I am extremely skeptical of any coating having a coefficient between .02 and .04. Teflon on Teflon will only get down to 0.04 if you lubricate the surfaces -- while Teflon on steel is also only good for that value. Such plastics are undoubtedly fine for seals but were never intended for the kinds of pressure, temperature, and speeds that will be seen on a modern engine in such places as mains, crankpins, pistons and rings. Despite the push for electrification, auto companies are still spending sizable fortunes on work to improve internal combustion engines and they would be all over any material that could reduce friction to such a degree in a practical manner. This is to say nothing of the multitudinous number of bearing manufacturers.

Anyhow, all the rest of the pumps, blowers, alternators and the like also have to be factored in as losses before you can calculate for best efficiency. Then, probably assume about 80 percent boiler efficiency -- just to be on the safe side. Unfortunately, our ability to recover heat diminishes as differential temperature falls. I've been lectured before about condensing home furnaces and how applicable the technology is to steam cars. This is even true -- IF the car is non-condensing. Once you toss a condenser in, the boiler efficiency falls off dramatically simply because the feedwater temperature is going to be quite high.

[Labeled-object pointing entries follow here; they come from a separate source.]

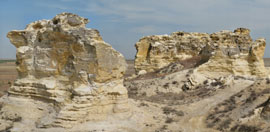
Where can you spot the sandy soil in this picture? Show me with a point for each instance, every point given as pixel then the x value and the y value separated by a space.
pixel 8 73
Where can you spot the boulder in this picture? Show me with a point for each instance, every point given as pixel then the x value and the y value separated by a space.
pixel 67 75
pixel 222 53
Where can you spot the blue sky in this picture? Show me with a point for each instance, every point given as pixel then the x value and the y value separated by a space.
pixel 123 22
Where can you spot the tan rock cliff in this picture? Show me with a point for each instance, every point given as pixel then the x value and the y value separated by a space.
pixel 67 75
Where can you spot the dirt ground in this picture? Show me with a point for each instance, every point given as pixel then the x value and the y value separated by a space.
pixel 8 73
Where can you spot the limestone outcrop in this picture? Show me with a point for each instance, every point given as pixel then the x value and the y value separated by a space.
pixel 221 53
pixel 67 75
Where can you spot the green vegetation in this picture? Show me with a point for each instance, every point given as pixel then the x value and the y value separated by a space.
pixel 3 61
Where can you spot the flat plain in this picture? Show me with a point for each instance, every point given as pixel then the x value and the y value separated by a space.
pixel 8 72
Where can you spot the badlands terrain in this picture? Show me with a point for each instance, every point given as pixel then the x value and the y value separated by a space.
pixel 69 79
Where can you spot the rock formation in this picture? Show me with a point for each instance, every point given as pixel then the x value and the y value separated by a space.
pixel 203 83
pixel 67 75
pixel 222 53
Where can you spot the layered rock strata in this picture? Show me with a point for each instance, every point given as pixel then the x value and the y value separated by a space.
pixel 221 53
pixel 67 75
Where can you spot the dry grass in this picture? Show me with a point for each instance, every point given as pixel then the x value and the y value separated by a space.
pixel 8 71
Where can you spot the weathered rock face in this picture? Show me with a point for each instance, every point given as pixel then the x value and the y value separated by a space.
pixel 222 53
pixel 67 75
pixel 156 52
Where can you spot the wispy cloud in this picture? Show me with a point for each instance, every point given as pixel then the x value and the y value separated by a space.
pixel 133 19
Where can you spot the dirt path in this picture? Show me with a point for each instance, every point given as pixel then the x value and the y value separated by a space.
pixel 193 121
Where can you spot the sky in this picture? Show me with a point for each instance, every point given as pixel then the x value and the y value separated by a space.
pixel 123 22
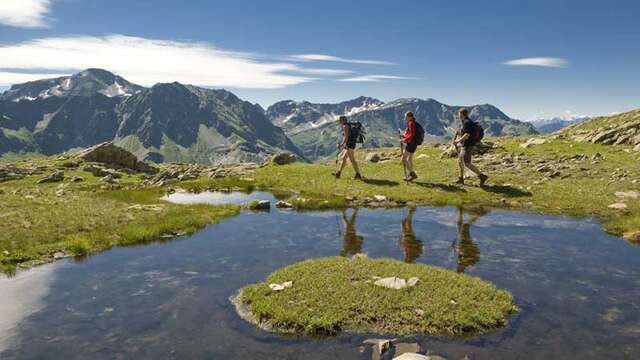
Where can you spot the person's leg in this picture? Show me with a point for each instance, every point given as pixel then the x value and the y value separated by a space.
pixel 354 163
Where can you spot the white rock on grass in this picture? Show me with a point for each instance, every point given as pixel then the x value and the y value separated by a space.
pixel 280 287
pixel 391 283
pixel 618 206
pixel 380 197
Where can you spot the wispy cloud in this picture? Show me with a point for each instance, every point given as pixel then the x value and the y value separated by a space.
pixel 24 13
pixel 329 58
pixel 374 78
pixel 539 61
pixel 148 61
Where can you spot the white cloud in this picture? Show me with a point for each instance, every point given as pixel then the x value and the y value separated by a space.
pixel 373 78
pixel 24 13
pixel 10 78
pixel 539 61
pixel 329 58
pixel 147 61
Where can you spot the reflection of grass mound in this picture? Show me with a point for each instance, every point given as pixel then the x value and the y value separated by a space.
pixel 333 294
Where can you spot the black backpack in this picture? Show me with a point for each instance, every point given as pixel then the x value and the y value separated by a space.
pixel 419 136
pixel 356 132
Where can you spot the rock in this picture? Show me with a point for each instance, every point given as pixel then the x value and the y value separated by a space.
pixel 627 194
pixel 372 157
pixel 618 206
pixel 262 205
pixel 283 205
pixel 402 348
pixel 109 179
pixel 391 283
pixel 380 346
pixel 283 158
pixel 632 236
pixel 412 356
pixel 533 142
pixel 76 178
pixel 280 287
pixel 56 176
pixel 114 156
pixel 380 198
pixel 99 171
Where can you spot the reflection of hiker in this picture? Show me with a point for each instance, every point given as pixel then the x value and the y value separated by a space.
pixel 470 134
pixel 351 135
pixel 410 244
pixel 410 138
pixel 468 251
pixel 352 242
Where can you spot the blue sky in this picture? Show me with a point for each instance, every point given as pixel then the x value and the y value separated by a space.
pixel 530 58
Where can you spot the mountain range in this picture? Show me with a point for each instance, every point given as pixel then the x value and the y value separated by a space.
pixel 312 126
pixel 172 122
pixel 545 126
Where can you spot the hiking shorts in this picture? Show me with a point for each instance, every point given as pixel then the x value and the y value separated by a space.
pixel 465 154
pixel 411 147
pixel 351 145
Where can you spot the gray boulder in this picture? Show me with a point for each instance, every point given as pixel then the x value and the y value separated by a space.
pixel 283 158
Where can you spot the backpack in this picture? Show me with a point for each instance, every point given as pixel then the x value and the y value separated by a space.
pixel 356 132
pixel 418 138
pixel 478 133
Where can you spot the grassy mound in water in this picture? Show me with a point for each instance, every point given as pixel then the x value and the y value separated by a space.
pixel 336 294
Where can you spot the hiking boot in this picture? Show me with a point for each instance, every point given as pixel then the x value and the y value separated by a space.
pixel 483 179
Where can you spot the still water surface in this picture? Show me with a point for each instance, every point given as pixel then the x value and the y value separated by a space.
pixel 579 289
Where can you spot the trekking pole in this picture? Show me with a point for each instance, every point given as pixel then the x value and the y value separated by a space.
pixel 404 166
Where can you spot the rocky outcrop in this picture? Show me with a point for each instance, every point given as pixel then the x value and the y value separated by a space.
pixel 115 157
pixel 621 129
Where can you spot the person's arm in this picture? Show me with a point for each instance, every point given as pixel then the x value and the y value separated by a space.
pixel 409 133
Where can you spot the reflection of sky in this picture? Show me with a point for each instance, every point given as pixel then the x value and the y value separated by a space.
pixel 216 197
pixel 20 297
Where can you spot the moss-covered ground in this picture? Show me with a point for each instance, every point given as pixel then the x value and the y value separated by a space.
pixel 336 294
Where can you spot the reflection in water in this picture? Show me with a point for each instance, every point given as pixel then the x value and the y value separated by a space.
pixel 352 242
pixel 468 251
pixel 411 246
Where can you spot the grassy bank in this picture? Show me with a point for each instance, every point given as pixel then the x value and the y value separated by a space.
pixel 586 178
pixel 41 222
pixel 335 294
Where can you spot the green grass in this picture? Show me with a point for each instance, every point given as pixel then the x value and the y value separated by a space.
pixel 336 294
pixel 583 190
pixel 36 223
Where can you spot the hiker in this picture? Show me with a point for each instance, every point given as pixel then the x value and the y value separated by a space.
pixel 468 251
pixel 409 141
pixel 351 242
pixel 411 246
pixel 347 147
pixel 469 135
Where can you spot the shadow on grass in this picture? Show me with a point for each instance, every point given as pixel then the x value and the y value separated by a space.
pixel 380 182
pixel 445 187
pixel 505 190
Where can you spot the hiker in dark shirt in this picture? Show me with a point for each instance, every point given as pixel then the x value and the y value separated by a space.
pixel 411 246
pixel 410 140
pixel 351 242
pixel 465 142
pixel 347 148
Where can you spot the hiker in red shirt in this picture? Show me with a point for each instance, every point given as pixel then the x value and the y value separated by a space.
pixel 411 138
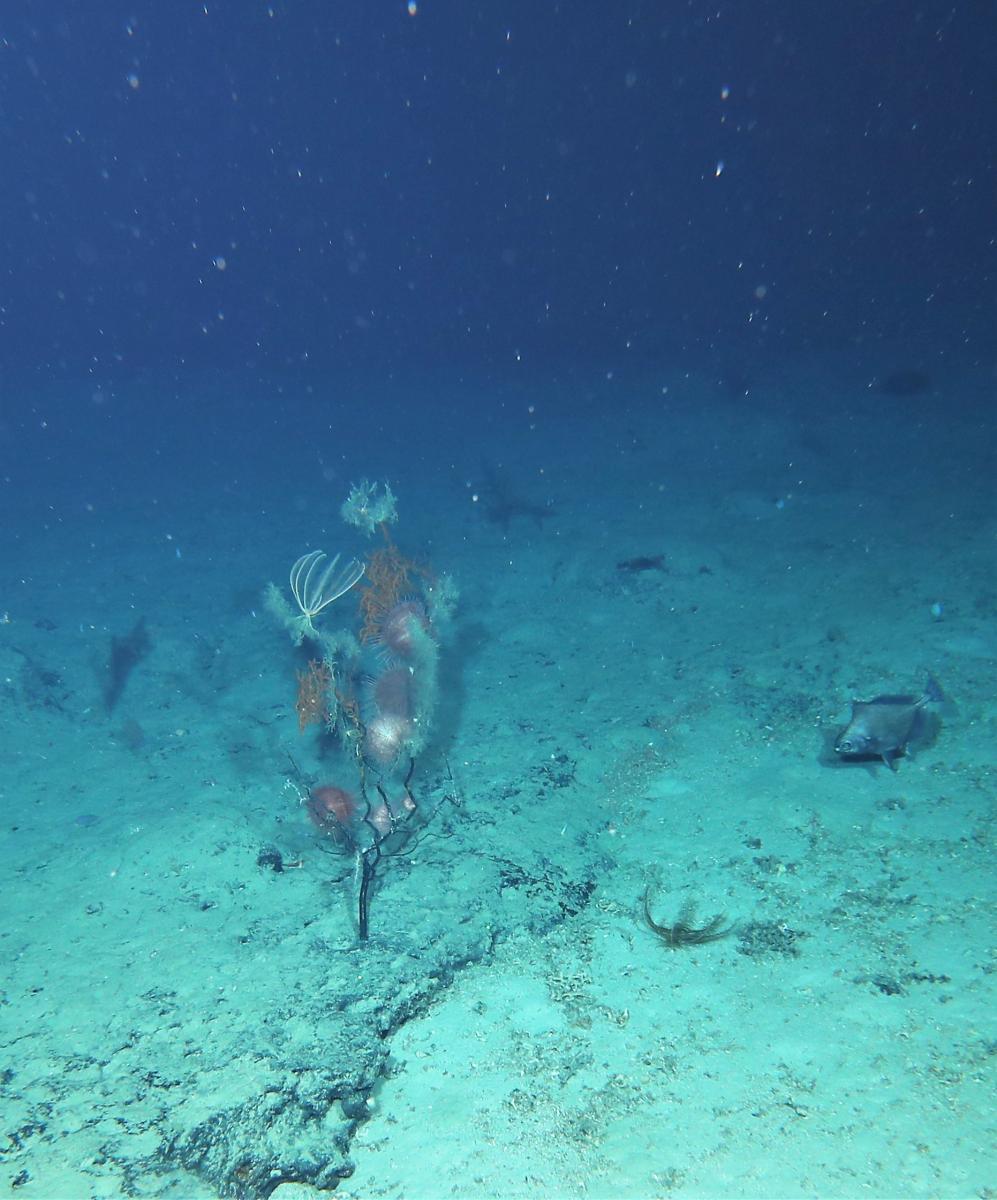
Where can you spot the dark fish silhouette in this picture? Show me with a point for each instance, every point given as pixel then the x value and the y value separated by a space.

Re: Modern Steam - Formula S Racecar
February 04, 2022 12:03PM
Hi Steve,
Hope all is well with you and staying warm.

Years ago I was an Engineer for Teledyne CAE and worked with gas turbine engines. I DD250 several F107 cruise-missal gas turbine engines to the Government. These rotating machines used labyrinth and shrouds that were sprayed with Nichole-Graphite plasma coating (Turbine nozzle/shroud). These seals are know as abrading seals. When they reach their maximum thermal growth, the abrading stops. At this point, they seal and have virtually no friction resistance. As Ken stated and evidence is that we did no calculation or figuring on friction. The engineering assumption is that it will be negligible after it wore in. With that said, I have no idea how your sealing method will if any effect MEP or FMEP. Sorry, can't help you on this one and offer the Teledyne experience as some reference to a rotation machine as opposed to a reciprocating machine.

Your question on Radiant vs Convective is a good one. Unfortunately I can only give you a shot from the hip. My starting point would be 50% - 50% respectfully. You will need hot gas flow if your steam generator design includes economizer that may not receive radiant heat. Hope this helps.

As far as boiler making goes, you will need to divulge some of the concept to the point of what type of generating coils you would like to use. For example, Tom's website shows how he makes what we like to call the Ofeldt coil.

Ofeldt Coils, Tony Grzyb

Tom might be a good starting point. He makes pancake, coil and pyramid coils. I intend to get set up to make coils myself. I have secured a large 90* gearbox and motor that will easily wind almost any coil. My ETA is like 6 months from now, maybe longer, don't know until I get it in my hands. I may have it on my trailer at the spring mini-meet.

Best of luck,
Re: Modern Steam - Formula S Racecar
February 04, 2022 01:34PM
I can understand your skepticism on the coating which I originally came across here in the forums. In 2010 a study performed by the DOE came out concerning its properties and development by ames laboratories. I have been in contact with the company that did hold use of the patent, NewTech Ceramics and am now keeping up with the new company Elas LC . I can email you a copy of the old and a bit outdated DOE study and also will include a link to more current information.
The coating called B.A.M for boron-aluminum-magnesium, becomes part of the material to which it is applied somewhat like case hardening. The maximum hardness of the material is 34.55 Gpa and a .02 to .08 coefficient of friction depending on the exact formulation. I have actually inquired about its use for piston rings and was told that it doesn't hold up as well. Also it works better in a humid environment such as steam applications. It is being used in bearings and according to the DOE study significantly increases the useful lifespan of a bearing. I've talked with one of the current heads of Elas about the use of BAM in my engine design and he believes that it should work well as it has already been used in a similar application which he couldn't describe due to an NDA . Its easy to google B.A.M and find a lot of information but for a start this link is useful.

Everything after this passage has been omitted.